Но отвечать мадам не торопилась. Рассматривая меня с большим интересом, она уселась в кресло и задала встречный вопрос:
– А почему ты заставила меня переодеваться и не сказала сразу, зачем это нужно? – Усмехнулась. – Я чуть не подумала, что ты рехнулась…
– Я не хотела тебя подготавливать. Все должно было произойти, как тогда в ресторане. Исподволь, невзначай. Взгляд вскользь и никаких мыслей.
– А-а-а… Ловко. Признаюсь – ловко. А сейчас к чему не хочешь подготавливать?
– К некоторым домыслам.
– Они важны?
– Для меня – да.
– Потом объяснишь?
– Обязательно. Так ты уверена, что той ночью увидела свое отражение?
Но Инесса опять не ответила и задала вполне резонный вопрос:
– А кстати, откуда там зеркало взялось?
– Там такая же стеклянная дверца внутреннего шкафчика для уборщиц, – быстро проинформировала я и задрала вверх брови, ожидая ответа на мой дважды произнесенный вопрос.
– А-а-а, – продолжала тянуть мадам. – И кто ее открыл?
– Не важно. Ответь: ты уверена?
– На сто процентов? – стала вдруг серьезной Инесса. – Нет. Здесь другая обстановка, другое освещение…
– Но похоже?
– Очень!

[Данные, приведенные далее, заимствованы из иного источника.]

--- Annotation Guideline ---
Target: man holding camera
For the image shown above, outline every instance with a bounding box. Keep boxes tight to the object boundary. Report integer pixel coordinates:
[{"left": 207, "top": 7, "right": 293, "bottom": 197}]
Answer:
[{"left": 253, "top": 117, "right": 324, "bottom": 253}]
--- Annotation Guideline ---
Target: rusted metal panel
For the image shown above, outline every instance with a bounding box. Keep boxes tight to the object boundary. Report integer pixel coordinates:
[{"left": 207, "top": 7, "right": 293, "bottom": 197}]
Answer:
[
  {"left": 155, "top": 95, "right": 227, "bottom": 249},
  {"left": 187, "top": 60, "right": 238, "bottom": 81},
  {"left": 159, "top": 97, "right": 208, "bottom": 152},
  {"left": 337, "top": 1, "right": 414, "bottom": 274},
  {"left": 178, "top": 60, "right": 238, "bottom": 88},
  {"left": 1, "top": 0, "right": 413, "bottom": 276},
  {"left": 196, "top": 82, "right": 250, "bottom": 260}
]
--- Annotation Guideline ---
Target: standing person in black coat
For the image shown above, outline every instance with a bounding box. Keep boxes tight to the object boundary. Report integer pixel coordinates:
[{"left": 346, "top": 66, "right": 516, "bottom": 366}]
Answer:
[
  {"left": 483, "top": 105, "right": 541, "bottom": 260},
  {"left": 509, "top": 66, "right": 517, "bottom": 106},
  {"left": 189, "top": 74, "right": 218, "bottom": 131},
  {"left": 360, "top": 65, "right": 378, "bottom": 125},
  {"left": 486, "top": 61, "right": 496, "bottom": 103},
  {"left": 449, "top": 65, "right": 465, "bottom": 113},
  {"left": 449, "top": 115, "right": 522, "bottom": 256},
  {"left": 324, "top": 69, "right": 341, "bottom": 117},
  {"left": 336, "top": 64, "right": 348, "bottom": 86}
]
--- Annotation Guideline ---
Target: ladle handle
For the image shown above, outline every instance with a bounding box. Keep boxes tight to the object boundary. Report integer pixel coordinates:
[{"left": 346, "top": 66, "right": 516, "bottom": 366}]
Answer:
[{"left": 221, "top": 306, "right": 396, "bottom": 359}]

Если бы ты не начала расспрашивать, я бы даже не задумалась.
– То есть ты почти уверена?
– Да. Так в чем дело-то?
Я напустила на себя хмурости, закурила и, разгоняя дым ладошкой, произнесла:
– Мне не дает покоя возможный муж моей сестры. Я, в отличие от него, нисколько не изменилась, и он легко мог меня узнать.
– А если у него плохая память на лица? – неожиданно предположила Львовна.
– У мошенника? Плохая память на лица? Не смеши. Это у них как профнепригодность. Но вернемся к нашим баранам. Если он меня узнал, тогда почему не сошел сразу на берег?
– Ну-у-у… Может быть, у него здесь какие-то дела?
– Вот! Что-то он замыслил. И вот потому я тебя спрашиваю: ты уверена, что увидела в зеркале себя?
– Ты меня совсем запутала! Чего ты добиваешься?!